Bretas teve que reaplicar o hormônio por mais dois meses. Em vez de reiniciar o tratamento ou realizar um novo transplante, o médico Carlos Eduardo receitou ao jovem o sitagliptina, medicamento aprovado para o tratamento do diabetes tipo 2. "Nunca tinham testado o remédio em um diabético do tipo 1. E foi uma grande descoberta, pois ele estimula as células betas a produzirem a insulina", afirma o especialista.
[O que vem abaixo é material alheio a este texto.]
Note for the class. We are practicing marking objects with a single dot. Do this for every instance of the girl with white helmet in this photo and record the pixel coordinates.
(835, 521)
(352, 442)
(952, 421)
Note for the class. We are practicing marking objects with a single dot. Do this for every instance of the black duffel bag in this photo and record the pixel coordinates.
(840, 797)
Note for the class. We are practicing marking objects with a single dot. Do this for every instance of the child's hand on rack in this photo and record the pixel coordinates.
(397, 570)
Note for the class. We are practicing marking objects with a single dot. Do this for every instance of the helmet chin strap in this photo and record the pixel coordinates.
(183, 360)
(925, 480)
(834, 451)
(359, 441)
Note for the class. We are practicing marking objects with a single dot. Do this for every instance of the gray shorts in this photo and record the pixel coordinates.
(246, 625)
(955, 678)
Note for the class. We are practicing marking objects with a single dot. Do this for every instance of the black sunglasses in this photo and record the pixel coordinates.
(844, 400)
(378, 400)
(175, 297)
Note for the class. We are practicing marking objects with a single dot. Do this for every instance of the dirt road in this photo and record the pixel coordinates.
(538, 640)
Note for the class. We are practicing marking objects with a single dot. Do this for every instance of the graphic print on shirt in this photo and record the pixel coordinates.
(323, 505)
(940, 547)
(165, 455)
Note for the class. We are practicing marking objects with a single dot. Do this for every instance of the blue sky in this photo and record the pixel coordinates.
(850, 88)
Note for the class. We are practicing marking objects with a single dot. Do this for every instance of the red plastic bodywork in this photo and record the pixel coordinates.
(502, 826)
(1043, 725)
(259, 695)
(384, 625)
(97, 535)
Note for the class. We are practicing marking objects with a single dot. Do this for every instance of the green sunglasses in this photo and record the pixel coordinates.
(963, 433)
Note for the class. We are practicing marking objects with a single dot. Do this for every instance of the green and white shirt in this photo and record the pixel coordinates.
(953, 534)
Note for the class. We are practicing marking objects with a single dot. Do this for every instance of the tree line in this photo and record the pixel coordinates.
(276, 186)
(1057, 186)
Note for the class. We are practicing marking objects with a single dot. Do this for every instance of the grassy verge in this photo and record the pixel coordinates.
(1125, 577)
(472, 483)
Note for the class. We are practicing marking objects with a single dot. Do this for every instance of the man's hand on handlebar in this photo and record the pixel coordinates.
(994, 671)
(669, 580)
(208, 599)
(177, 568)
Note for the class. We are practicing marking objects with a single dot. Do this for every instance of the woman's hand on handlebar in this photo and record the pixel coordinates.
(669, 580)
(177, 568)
A experiência deu certo para Miguel, que agora toma apenas um comprimido por dia. "Mas as aplicações acabaram. Hoje tenho qualidade de vida", diz. De acordo com Carlos, a negligência de Miguel deve servir de exemplo para quem se submeta ao tratamento. "Os pacientes param com a insulina e esquecem quea medição da glicose tem que continuar. Como o índice fica em 100mg/dl, sabem que o pâncreas está produzindo o hormônio e relaxam. A alimentação, mesmo não tão restrita, é moderada", alerta.
O estudo recruta voluntários e testa formas menos agressivas para corrigir falhas no sistema imunológico. Os interessados devem ter entre 12 e 35 anos e até três meses de diagnóstico de diabetes tipo 1. O contato deve ser feito pelo endereço: ce.couri@yahoo.com.br.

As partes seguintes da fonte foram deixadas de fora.